You know where you will be going to and where you’re going to be coming from. When you create a calendar item, also create additional appointments before and after. Calendar reminders are getting smarter and smarter. These smart reminders help you leave for an appointment on time. For example, Google Now will look at the address in an appointment on your calendar and look at your current location and then pop a reminder at the right time so you’ll leave on time. But what if someone at the office schedules a meeting right on top of the time when you would have been traveling to the appointment? This is why it’s useful to add that “travel time” appointment. It helps you communicate to others (at work) both the time you’ll be away at the appointment as well as the time you’ll be away traveling to the appointment. The same advice holds for traveling BACK from the appointment.
Tip #2 Think about travel time the moment you ACCEPT a new item on your calendar.
Whether you have a job that requires you to travel from client site to client site or you work in an office that is part of a larger campus, you need to think about the amount of time you’ll need to get to an appointment the moment you commit to that appointment by accepting it. Proposing an alternate time to accommodate travel time right when you set up an appointment will make it easier for the person you’re meeting with to modify the time to allow you to arrive on time. They will appreciate how proactive you are. Even more, being this proactive will be perceived as showing respect for THEIR time.
If you work in a corporate campus environment, it’s actually a bit tougher. You’re not driving across town, but you may need about 10 minutes to get from your building to the building of the person you’re meeting with. I see people take the approach of leaving a meeting 10 minutes early. But often, the actual decision making happens in the last 10 minutes of a meeting so by taking this approach, you’re missing critical moments in your work day. Instead, my advice would be proposing a time with a start time that is 10 minutes later. Instead of accepting a meeting from 2 to 3pm, propose a 2:10 to 3:00 meeting, assuming this is a smaller meeting where the meeting organizer has some flexibility. When you propose the time, add a comment like this, “Can we start 10 minutes after the hour so I have time to get from my previous meeting in building X?” Again, you’ll be helping this meeting start on time by not being in a position where you have not choice but to be late.
The Result: when you take this extra step of accounting for travel time, you’ll reduce stress in your day to day. Instead of checking your calendar in the morning and being faced with what feels like a horrible obstacle course that will result in you arriving late to everything all day, you’ve created a manageable schedule that you can glide through in order to accomplish everything you need to accomplish that day.

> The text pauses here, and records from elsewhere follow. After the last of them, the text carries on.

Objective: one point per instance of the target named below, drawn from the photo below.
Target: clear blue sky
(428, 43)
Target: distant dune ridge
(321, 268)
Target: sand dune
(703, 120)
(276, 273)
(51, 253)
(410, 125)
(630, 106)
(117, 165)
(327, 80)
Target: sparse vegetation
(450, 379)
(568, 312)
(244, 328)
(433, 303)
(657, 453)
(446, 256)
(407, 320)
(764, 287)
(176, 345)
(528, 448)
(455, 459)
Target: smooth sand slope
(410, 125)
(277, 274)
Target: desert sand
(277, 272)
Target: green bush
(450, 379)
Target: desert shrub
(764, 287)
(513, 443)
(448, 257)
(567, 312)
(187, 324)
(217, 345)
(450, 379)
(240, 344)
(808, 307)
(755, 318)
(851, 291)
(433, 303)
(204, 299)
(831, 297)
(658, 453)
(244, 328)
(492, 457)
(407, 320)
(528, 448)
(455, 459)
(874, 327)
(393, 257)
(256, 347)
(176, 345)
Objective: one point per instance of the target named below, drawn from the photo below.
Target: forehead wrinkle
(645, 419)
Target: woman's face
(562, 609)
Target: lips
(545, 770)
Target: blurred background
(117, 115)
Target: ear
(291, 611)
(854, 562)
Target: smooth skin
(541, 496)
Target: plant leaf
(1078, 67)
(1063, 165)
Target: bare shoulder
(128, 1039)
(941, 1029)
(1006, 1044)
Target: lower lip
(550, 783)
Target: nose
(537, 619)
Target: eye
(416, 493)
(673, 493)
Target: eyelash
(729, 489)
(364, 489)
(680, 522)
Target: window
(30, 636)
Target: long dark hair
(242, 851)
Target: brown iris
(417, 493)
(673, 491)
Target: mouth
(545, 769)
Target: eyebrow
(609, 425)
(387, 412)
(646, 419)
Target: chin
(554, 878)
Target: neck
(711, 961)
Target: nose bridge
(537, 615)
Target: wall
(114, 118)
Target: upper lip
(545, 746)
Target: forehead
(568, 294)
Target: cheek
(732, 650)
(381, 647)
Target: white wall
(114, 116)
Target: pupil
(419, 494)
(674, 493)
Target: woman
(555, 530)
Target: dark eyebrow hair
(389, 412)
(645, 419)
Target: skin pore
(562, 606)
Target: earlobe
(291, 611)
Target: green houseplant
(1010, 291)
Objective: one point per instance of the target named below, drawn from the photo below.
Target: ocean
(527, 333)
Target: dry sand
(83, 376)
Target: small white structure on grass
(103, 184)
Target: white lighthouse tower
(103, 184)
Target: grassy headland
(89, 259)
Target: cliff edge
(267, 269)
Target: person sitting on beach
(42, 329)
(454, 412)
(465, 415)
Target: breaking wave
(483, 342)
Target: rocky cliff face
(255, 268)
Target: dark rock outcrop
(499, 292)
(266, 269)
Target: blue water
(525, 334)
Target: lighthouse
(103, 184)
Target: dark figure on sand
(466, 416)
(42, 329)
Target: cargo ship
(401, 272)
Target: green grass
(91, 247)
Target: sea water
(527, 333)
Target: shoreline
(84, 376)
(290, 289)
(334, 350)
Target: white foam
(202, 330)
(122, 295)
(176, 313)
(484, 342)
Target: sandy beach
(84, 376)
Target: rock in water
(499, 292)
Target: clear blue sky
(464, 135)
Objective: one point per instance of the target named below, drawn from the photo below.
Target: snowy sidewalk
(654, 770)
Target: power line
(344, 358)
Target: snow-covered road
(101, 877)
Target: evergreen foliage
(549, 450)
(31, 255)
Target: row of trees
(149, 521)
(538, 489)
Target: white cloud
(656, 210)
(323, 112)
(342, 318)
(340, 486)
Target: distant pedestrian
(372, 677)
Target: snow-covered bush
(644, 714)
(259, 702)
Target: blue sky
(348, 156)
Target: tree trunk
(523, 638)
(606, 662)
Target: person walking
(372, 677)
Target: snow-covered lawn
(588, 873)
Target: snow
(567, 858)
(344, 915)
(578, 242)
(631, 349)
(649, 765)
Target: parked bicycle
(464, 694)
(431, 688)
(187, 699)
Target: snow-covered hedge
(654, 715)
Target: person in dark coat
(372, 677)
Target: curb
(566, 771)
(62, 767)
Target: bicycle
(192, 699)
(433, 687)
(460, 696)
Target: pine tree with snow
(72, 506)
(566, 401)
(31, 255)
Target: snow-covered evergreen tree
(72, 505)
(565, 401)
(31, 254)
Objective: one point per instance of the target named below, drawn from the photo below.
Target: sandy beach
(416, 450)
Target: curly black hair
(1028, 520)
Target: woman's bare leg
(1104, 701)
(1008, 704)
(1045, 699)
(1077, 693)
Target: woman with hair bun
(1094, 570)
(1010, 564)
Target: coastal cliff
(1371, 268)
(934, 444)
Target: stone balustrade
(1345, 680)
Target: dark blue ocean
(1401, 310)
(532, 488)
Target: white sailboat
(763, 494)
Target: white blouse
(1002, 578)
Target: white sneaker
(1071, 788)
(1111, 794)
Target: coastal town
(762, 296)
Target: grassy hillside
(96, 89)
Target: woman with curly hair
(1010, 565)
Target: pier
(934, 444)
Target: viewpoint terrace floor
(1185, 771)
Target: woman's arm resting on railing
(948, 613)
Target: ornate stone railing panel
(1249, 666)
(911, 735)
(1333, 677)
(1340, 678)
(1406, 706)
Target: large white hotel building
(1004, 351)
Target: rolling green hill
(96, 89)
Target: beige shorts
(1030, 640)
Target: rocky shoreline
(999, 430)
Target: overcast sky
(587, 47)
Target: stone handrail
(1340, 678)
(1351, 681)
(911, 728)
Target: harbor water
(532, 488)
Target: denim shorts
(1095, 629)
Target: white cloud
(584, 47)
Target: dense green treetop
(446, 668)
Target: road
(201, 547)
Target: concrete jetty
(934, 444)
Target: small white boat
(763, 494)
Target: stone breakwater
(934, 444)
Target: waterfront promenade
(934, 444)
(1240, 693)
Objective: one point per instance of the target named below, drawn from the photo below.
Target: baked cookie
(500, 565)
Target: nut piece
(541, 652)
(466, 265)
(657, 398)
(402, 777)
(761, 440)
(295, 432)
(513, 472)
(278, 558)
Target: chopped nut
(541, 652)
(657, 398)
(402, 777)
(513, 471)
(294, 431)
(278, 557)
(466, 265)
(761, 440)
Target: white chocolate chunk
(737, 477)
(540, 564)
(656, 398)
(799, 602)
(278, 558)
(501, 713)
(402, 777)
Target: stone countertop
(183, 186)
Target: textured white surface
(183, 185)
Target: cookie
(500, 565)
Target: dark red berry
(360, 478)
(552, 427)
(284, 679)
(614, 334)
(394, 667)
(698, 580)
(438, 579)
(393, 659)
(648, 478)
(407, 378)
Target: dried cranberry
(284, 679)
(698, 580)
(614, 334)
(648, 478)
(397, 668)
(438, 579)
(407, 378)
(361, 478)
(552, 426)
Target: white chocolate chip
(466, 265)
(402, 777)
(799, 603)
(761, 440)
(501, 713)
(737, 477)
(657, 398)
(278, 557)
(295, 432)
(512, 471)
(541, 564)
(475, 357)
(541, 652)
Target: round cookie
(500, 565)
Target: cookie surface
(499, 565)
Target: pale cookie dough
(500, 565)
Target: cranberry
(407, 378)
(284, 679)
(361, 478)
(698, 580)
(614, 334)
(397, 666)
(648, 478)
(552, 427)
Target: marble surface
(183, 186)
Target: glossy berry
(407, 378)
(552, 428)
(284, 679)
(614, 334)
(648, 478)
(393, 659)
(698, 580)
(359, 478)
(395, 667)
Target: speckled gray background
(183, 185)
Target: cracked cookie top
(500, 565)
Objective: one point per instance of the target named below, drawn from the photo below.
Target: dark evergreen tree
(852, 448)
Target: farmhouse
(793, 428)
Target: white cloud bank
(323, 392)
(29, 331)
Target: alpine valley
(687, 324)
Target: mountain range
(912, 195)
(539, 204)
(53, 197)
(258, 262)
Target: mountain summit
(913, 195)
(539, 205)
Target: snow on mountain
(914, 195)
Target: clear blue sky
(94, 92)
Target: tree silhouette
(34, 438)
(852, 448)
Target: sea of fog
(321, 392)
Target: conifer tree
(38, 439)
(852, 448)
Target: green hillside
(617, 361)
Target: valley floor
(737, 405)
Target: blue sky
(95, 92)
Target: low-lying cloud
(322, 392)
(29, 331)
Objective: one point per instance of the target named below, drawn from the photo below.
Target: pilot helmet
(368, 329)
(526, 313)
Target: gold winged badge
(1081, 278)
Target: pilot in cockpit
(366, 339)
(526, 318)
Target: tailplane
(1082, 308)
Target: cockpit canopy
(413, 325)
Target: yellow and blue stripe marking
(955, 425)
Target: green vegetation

So back to the question of “why don’t calendars today automatically add travel time to your schedule?” All I have is a theory but here it is: Your time is as precious or MORE precious than money. Using money as an analogy, imagine if your bank automatically committed your money to other things every time you spent money. For example, you spend money on school supplies for your children so your bank decides that you should be saving for college as well so it transfers a chunk of money into your child’s college fund just because you spent money on school supplies! People SHOULD be saving for college. But that doesn’t mean that they want someone else making that decision for them. The analogy applies to time as well. Just because you’ve committed to something on your calendar doesn’t mean that you want your calendar automatically committing to other things. Maybe you’ve accepted a meeting that you may or may not end up attending? If your calendar automatically adds travel time to block your schedule, you may not be very happy about that. I’d love to hear other theories on why we don’t see features like this in calendar today or if there are calendars out there that do this that I haven’t seen.